Le correspondant du Finistère nous a adressé le 28 novembre les renseignements suivants :
Le commerce des pommes de terre suit son cours à peu près régulier ;
depuis quelques jours, il y a même un peu de hausse dans les prix.
Ainsi les pommes de terre rouges vont aujourd'hui à 13 fr. les 100 kilogrammes
et les blanches plates à 16 et 17 francs.
Malheureusement le mauvais temps rend très-difficile, sinon impossibles, les communications avec l'Angleterre.
Du 13 au 26 novembre, inclusivement, dix navires entièrement chargés de pommes de terre
ont cependant quitté notre port, savoir :
Le 13 novembre, Célina-James, sloop, et Lizzia, goélette,
à destination de Bristol ;
James, sloop, à destination de Londres ;
Una, sloop, à destination de Portsmouth.
Le 16, Intrépide, sloop, allant à Cardiff, et Louise, goélette,
allant à Swanzéa.
Le 18, Emma-Jane, sloop, allant à Bristol.
Le 22, Rival, sloop, allant à Plymouth.
On voit par-là que, malgré le mauvais temps, l'activité est assez considérable dans notre petit port.
Cinq navires opèrent en ce moment encore leur chargement :
Téazer, James et Volant, entrés au port le 23, Amazone et Brillant, entrés le 26 novembre.
Ces cinq navires reviennent de la côte anglaise où dis ont déjà fait plusieurs livraisons de pommes de terre.

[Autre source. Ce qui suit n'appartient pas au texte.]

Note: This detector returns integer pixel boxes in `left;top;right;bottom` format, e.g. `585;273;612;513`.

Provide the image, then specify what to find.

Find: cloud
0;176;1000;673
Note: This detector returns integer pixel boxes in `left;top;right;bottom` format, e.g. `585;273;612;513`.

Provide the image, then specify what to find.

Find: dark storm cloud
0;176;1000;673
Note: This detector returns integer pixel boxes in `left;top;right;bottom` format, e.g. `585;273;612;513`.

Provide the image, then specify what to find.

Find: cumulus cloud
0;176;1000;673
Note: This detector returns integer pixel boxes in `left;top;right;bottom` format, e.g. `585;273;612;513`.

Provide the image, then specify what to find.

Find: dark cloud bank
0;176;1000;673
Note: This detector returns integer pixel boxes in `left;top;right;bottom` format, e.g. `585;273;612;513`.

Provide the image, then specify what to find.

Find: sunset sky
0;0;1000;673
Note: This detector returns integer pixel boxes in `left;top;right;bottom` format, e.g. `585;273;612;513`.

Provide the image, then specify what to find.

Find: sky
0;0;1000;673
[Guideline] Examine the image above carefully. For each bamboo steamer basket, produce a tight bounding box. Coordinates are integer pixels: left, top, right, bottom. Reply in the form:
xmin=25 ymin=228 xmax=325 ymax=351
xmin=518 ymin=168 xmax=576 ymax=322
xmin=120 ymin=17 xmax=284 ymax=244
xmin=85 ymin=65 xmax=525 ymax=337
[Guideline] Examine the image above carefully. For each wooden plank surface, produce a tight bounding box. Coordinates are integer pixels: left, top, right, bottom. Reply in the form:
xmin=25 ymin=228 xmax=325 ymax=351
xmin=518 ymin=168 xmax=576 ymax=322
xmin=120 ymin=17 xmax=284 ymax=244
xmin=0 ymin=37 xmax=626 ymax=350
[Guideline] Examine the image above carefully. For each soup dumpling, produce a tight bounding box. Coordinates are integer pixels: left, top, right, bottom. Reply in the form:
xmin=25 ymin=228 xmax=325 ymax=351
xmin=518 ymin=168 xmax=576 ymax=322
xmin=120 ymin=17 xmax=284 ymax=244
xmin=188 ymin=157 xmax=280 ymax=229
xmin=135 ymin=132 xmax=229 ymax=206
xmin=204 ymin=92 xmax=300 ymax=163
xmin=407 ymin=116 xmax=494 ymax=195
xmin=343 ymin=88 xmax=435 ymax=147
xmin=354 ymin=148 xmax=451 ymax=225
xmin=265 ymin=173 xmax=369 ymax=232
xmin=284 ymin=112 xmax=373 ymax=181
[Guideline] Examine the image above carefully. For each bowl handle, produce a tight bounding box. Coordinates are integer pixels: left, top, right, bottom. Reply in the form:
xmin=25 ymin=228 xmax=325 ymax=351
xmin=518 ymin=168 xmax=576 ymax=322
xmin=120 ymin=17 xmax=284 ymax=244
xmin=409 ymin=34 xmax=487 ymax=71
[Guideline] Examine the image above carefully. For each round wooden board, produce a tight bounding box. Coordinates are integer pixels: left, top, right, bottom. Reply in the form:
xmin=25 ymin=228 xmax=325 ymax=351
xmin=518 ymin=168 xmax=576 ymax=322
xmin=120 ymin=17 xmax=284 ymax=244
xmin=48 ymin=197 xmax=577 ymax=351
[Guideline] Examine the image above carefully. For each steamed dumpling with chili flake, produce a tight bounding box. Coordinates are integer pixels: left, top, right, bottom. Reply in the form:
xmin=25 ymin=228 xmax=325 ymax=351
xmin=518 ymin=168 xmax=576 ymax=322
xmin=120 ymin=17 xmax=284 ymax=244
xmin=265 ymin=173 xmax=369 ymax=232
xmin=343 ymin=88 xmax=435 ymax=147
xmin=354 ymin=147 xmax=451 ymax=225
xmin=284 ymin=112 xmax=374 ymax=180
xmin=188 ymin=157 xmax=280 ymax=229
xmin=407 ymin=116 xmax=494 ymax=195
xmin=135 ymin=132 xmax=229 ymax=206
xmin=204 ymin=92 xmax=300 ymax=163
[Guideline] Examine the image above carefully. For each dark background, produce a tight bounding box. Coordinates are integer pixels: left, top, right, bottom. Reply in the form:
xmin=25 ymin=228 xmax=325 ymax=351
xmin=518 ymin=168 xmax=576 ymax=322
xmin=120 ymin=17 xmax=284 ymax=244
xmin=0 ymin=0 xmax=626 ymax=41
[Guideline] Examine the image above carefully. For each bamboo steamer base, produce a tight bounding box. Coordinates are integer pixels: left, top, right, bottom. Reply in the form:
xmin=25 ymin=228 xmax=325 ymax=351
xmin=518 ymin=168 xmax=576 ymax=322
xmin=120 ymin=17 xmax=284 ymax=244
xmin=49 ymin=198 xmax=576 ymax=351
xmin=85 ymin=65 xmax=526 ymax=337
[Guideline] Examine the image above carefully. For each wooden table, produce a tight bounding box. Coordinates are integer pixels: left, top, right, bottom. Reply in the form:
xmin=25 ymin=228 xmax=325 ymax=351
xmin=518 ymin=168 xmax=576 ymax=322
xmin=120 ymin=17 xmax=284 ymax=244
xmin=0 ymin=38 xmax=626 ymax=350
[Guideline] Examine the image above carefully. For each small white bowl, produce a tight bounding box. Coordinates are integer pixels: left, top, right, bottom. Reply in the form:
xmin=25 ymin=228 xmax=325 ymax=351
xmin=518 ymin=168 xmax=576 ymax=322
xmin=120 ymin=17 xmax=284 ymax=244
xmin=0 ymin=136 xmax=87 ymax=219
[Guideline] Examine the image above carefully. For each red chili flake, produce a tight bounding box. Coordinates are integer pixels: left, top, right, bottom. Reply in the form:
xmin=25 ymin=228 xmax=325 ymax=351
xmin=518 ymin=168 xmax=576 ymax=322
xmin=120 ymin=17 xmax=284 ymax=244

Quant à la pêche, elle ne constitue pas, à vrai dire, une branche bien importante du commerce de Roscoff ; cependant, il y a toujours une vingtaine de bateaux armés pour la petite pêche côtière.
On prend surtout des raies et des congres, et, en somme, les résultats sont assez importants
pour qu'on y prête quelque attention : vous en jugerez par les chiffres suivants :
Nos pêcheurs sont loin de se plaindre, nos cultivateurs sont assez satisfaits :
en résumé, les Roscoffites ont été assez favorisés cette année au point de vue commercial.
Il n'en est malheureusement pas de même au point de vue sanitaire.
Depuis six ou sept mois, la fièvre muqueuse a fait son apparition chez nous,
et l'on a beaucoup de peine à s'en débarrasser.
Ce n'est pas que la mortalité soit grande, mais il y a plusieurs familles dont chacun des membres tombe malade
l'un après l'autre, ce qui cause beaucoup de souci, et souvent, hélas, beaucoup de gêne.